Conference hears warning against ‘cult of the papal personality’

Staff Reporter

Catholics’ fascination with the personality of Pope Francis could be a barrier to Church reform and renewal, Limerick-based theologian Dr Eugene Duffy has warned during a conference at Mary Immaculate College, University of Limerick. Identifying decentralisation as a key objective for Pope Francis, Fr Duffy cautioned against an unhealthy “cult of the papal personality” which can play into a centralising agenda. This ill-served the Church in the past and was a source of dysfunction, he said. 

Dr Duffy was speaking at a conference entitled ‘Pope Francis: the man and the message’ which was convened on behalf of the college’s theology department.

The annual event was opened by Bishop Brendan Leahy and addressed by the internationally-acclaimed journalist, Paul Vallely, author of Untying the Knots.  Mr Vallely spoke about the Damascene-like dramatic conversion which Jorge Bergoglio underwent following his very contentious period as provincial of the Jesuits in Argentina.

The Pope is painfully aware, Mr Vallely said, of the mistakes he made as a young Jesuit and has learned from them, and we see this clearly now in how he is governing the Church.

According to the canon lawyer and moral theologian, Dr Patrick Connolly, who gave a paper on Pope Francis’ options in regard to the divorced and remarried, the only real way forward seems to be the so-called ‘German solution’ proposed by Cardinal Walter Kasper, but he stressed that there are serious and as yet unresolved theological dilemmas on both sides of the argument. He added that Pope Francis is very keen to allow time between the proposed two synods for greater involvement of the laity in the discernment process.

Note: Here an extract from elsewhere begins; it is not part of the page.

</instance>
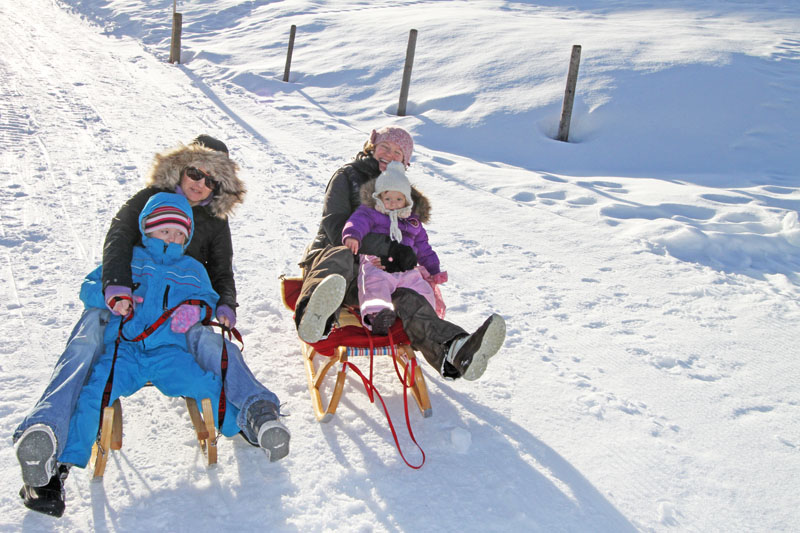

Prof. Eamonn Conway highlighted how influenced Francis is by Paul VI’s 1974 document Evangelii nuntiandi. Under Pope Francis, he said, the ‘new evangelisation’, is not to be seen as exclusively or even primarily concerned with re-evangelsing non-practising Catholics. “Pope Francis does not want us to hang around as if waiting for some magic moment to arrive when we as Church have our act together: he wants us to get out and about, down and dirty, sharing our joy both with those who have never known Christ as much as with those who have known him and rejected him,” Fr Conway said.

For Pope Francis, he added, the Church will become healed in the very act of evangelising, which in any case belongs to the Church’s very nature.